We cry out to Jesus for salvation! Which leads us to the second point:
2. Jesus Christ is sufficient.
Beloved, Christ went to the cross for you. He didn’t merely die that you might be forgiven of your sins one time and then live a perfect life in your own strength. He didn’t lay down his life so that you would strive to be holy moment by moment, only coming to Christ in prayer when you felt you had messed up again and were in need of another clean slate. No beloved, the gospel is much bigger than that! You are not on your own! You do not need to strive to be holy! The pursuit of holiness is not the pursuit of self perfection, but the pursuit of the God who is perfection!
We cannot reject our own good works without despairing unless we cling to the good works of Jesus Christ as our own. We must cling to Christ!
“Indeed, I count everything as loss because of the surpassing worth of knowing Christ Jesus my Lord. For his sake I have suffered the loss of all things and count them as rubbish, in order that I may gain Christ and be found in him, not having a righteousness of my own that comes from the law, but that which comes through faith in Christ, the righteousness from God that depends on faith”
Paul clung to Jesus Christ! All his works were stinky poop, but the works of Christ are glorious, perfect, holy, and sufficient! They are the true treasure! And since our poopy works stink to high heaven, the only way to have Christ is to reject our self-righteous not-so-good-works!
Paul’s aim in life was to gain Christ and his righteousness which comes not by trying to obey the Ten Commandments, but by faith in Jesus Christ! I am getting to heaven not because I try to be a good person and obey the Ten Commandments, I am going to heaven because Jesus Christ lived a perfect sinless life and then died in my place, taking my sins upon Himself and giving me his righteousness. Beloved, strive only to cling to Christ and to put on His righteousness by faith!
“that I may know him and the power of his resurrection, and may share his sufferings, becoming like him in his death, that by any means possible I may attain the resurrection from the dead.”
This should be our aim in life!
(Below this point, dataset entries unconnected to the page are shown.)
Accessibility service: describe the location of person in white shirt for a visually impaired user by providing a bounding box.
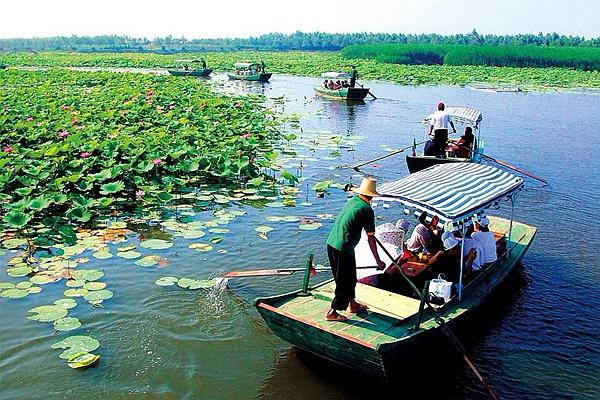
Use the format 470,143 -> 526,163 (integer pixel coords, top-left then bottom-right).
471,217 -> 497,266
429,102 -> 456,157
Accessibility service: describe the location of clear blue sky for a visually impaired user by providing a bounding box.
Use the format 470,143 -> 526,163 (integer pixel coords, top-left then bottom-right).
0,0 -> 600,39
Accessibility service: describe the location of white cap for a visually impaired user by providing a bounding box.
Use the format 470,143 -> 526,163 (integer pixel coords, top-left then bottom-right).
396,219 -> 410,231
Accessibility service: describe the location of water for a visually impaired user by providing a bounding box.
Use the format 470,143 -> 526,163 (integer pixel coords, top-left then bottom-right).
0,76 -> 600,400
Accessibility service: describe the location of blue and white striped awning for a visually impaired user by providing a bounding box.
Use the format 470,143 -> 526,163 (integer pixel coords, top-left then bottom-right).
373,163 -> 523,224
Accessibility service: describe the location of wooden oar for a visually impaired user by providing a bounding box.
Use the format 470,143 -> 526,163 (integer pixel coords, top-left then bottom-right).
375,238 -> 498,400
350,140 -> 426,171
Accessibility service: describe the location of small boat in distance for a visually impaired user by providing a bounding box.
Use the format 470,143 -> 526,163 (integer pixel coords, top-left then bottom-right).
315,72 -> 369,101
227,61 -> 273,82
255,163 -> 537,383
167,58 -> 212,76
406,107 -> 484,174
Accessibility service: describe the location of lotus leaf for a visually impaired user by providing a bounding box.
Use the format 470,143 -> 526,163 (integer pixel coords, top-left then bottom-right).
64,289 -> 89,297
83,289 -> 113,301
0,289 -> 29,299
27,305 -> 68,322
117,251 -> 142,259
189,243 -> 213,251
154,276 -> 179,286
54,299 -> 77,309
54,317 -> 81,331
135,256 -> 160,267
83,282 -> 106,290
140,239 -> 173,250
67,352 -> 100,369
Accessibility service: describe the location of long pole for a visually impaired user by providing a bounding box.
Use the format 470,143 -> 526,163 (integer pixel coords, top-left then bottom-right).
375,238 -> 499,400
350,140 -> 426,171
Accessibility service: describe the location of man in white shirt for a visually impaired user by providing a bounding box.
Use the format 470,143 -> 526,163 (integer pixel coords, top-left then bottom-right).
429,103 -> 456,157
471,217 -> 496,266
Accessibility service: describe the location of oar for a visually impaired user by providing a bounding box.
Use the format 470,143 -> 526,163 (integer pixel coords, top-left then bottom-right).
350,140 -> 426,171
375,238 -> 498,400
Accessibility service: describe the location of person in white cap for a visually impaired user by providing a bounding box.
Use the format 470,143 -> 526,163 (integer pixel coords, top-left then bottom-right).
325,178 -> 385,321
471,217 -> 497,266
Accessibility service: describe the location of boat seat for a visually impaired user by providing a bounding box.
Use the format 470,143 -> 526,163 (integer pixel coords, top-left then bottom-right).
312,282 -> 421,319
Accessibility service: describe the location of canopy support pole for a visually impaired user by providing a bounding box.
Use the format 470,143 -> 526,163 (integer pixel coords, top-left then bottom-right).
458,221 -> 467,301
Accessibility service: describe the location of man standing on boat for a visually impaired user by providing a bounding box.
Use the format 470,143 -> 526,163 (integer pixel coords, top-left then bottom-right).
350,65 -> 358,87
325,178 -> 385,321
429,102 -> 456,157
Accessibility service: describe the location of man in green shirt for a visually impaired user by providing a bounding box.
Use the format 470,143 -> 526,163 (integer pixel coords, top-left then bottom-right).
325,178 -> 385,321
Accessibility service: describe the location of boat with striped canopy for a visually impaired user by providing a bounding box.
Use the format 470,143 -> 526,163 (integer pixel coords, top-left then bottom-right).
255,163 -> 536,378
315,72 -> 370,101
406,107 -> 484,173
227,61 -> 273,82
167,59 -> 212,76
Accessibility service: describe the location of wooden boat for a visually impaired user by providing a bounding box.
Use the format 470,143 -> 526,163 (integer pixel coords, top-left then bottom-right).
406,107 -> 484,173
167,60 -> 212,76
255,163 -> 536,378
315,72 -> 369,101
227,62 -> 273,82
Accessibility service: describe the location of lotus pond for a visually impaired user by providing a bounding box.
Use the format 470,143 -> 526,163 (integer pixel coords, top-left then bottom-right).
0,69 -> 600,399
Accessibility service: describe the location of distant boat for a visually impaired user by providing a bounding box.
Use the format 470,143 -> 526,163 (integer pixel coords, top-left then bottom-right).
315,72 -> 369,101
255,163 -> 537,383
167,59 -> 212,76
227,62 -> 273,82
406,107 -> 484,173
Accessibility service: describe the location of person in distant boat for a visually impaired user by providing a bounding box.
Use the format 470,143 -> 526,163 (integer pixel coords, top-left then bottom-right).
471,217 -> 497,267
406,211 -> 433,254
325,178 -> 385,321
350,65 -> 358,87
450,126 -> 477,158
429,102 -> 456,157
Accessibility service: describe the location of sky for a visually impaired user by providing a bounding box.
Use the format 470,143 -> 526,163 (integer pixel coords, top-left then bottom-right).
0,0 -> 600,39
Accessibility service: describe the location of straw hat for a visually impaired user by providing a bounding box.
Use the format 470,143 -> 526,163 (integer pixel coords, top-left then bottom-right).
352,178 -> 379,197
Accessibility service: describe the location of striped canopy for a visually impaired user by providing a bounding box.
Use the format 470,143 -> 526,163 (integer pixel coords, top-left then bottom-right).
374,163 -> 523,224
423,107 -> 483,128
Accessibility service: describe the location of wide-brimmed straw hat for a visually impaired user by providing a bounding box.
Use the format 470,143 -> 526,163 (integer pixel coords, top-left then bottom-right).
352,178 -> 379,197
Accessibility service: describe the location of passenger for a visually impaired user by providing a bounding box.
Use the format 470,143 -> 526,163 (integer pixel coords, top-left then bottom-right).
429,103 -> 456,157
471,217 -> 497,267
406,211 -> 433,254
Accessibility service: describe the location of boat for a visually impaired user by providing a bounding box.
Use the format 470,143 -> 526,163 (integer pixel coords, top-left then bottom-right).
227,62 -> 273,82
255,163 -> 536,379
167,59 -> 212,76
315,72 -> 369,101
406,107 -> 484,173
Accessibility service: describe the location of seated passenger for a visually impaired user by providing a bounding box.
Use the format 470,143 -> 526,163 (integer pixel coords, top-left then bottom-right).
471,217 -> 497,267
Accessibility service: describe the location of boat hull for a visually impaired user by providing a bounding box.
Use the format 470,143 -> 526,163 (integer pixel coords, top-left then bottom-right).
227,73 -> 273,82
255,217 -> 536,379
167,68 -> 212,76
315,86 -> 369,101
406,155 -> 471,174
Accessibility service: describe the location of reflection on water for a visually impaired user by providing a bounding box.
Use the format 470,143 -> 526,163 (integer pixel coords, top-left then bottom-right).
0,75 -> 600,400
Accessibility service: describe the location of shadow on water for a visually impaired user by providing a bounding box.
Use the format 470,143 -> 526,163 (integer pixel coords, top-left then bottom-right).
258,265 -> 530,400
We should not worry so much about this life, nor should we suppose that those who are successful in the world’s eyes are the righteous ones. Rather, we should seek our beloved Christ Jesus with all our hearts. We should place our faith in Him alone and not in our works. We should reject the teaching of anyone who presents to us the not-so-good-news that we need to live moral lives to be blessed by God.
Someone will ask, Pastor Joshua, if all I need to be righteous is faith in Jesus Christ, then what will motivate me to love others? Of what use are the Ten Commandments if not to tell us how we may be right with God? Were they not given for our welfare that we by obeying them may enjoy a happier and more blessed life?
These are good questions. The Christian who clings to Christ by faith, who pursues Christ with all their heart, who seeks to wear the righteousness of Christ given to them by faith, does not treat Christ’s Word lightly. The mature Christian does not read the Ten Commandments to learn to obey them in their own strength, but rather, reads them to see anew how far short of God’s glory we fall that he or she may ask God for forgiveness for their failures, and for Holy Spirit power to love God and others from the heart, and to thank God for forgiveness in Jesus Christ.
Beloved, Jesus’ works for you are sufficient. His good works are sufficient to get you to heaven. His love for you and others is sufficient motivation, more than that it is sufficient within us to change our hearts that we may love God and others and in so doing, obey the Ten Commandments. Jesus’ work is sufficient not merely for your forgiveness, but also for your day to day living. Jesus Christ is enough! Cling to Him!